My first impulse, when I discovered that we were neighbours, was to fly before he made the same discovery on his own account. Had he chosen, he might have made my position absolutely untenable. While this mood was on me, I did my little best to conceal the fact. When I went out, I took care not to pass his house, lest he should see me from the windows. And the funny part of it was that the first time I did pass his house, he saw me.
The papers were full of the Three Bridges tragedy. The hue-and-cry was hot against the man who had travelled in that blood-stained carriage. What amazed me was his continued silence. It showed not only abject cowardice, but drivelling idiocy to boot. Anything was better--for him!--than keeping still. It was the Friday night. I had some letters to post. I had a headache. I felt that I must have some fresh air, or a change of air if fresh air was not obtainable; so I took them myself to the pillar-box at the end of the road. Doing so involved passing Tommy's residence. But it was dark; there was more than the suspicion of fog--the risk seemed small.

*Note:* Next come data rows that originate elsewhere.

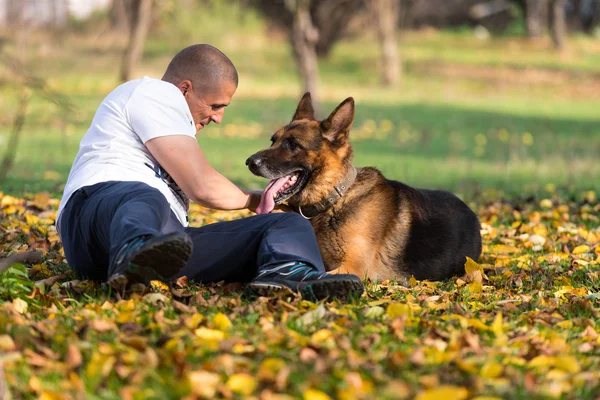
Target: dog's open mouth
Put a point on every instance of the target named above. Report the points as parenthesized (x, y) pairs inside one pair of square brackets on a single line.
[(280, 189)]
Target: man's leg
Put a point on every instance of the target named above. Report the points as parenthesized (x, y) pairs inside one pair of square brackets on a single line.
[(272, 251), (128, 231)]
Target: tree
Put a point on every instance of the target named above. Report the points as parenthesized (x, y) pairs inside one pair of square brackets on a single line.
[(536, 17), (313, 27), (558, 28), (304, 36), (386, 13), (138, 29)]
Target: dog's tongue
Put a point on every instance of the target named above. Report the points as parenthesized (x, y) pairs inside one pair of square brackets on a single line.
[(267, 202)]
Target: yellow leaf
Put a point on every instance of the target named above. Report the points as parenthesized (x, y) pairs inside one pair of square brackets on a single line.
[(542, 362), (399, 309), (567, 324), (568, 364), (204, 383), (503, 249), (314, 394), (20, 305), (320, 336), (445, 392), (478, 324), (471, 266), (546, 203), (491, 369), (581, 249), (193, 321), (269, 369), (31, 219), (6, 343), (475, 287), (209, 334), (221, 322), (242, 383), (51, 395), (497, 325)]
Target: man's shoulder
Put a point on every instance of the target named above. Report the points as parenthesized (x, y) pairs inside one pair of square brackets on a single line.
[(153, 85)]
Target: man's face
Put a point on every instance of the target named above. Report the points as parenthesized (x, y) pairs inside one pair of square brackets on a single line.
[(207, 107)]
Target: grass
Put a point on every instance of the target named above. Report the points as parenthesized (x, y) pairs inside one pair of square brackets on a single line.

I went on the opposite side of the street. The fog was so thick that, when I had despatched the letters, it seemed absurd to take precautions.
"I'll stroll back past Tommy's. Why should I be afraid of him?"
I strolled. The fog appeared to be thicker every moment. The houses in the street, externally, were as like as two peas. I really found it difficult to find out exactly whereabouts I was. I was thinking of Tommy, and of how eagerly he was being hunted, and of what a sensation I might make by sending his address to Scotland Yard--when there he was in front of me!
Right close in front of me!
He was standing at the bottom of a flight of steps--his own steps--hatless, his hands in his trousers' pockets, as if, like me, he had come out to get a change of air. Suddenly he became conscious of my presence. He turned my way, and stared. The encounter was more than I had bargained for. It made me feel a trifle awkward. But the effect which it had on him was most astounding. The look which came upon his face actually frightened me--it's a fact! I had not thought that a human countenance could have been capable of an expression of such awful horror. To look at him--and I had to look!--made me go all cold. As I advanced, he went--automatically, I am sure--backwards up the steps, never removing his eyes from off me, the awful something that was on his face intensifying every second. At the bottom of the steps I paused--I had to; something made me. I don't know what he thought; but, as he saw me standing there, he made a convulsive movement backwards, went into the house, and banged the door.
I am cool enough as a rule. It takes something to put me off my balance. But I was off my balance then. The whole thing was so unlooked for, and seemed so strange; it unnerved me. When Tommy had gone I found that I was trembling.
But the incident was not by any means concluded.
When I had gone a few steps further on, I all but cannoned into what seemed to be a crowd of men, who, of malice prepense, were blocking up the pavement. What with the fog and my state of fluster, I did not perceive what they were till I was right upon them.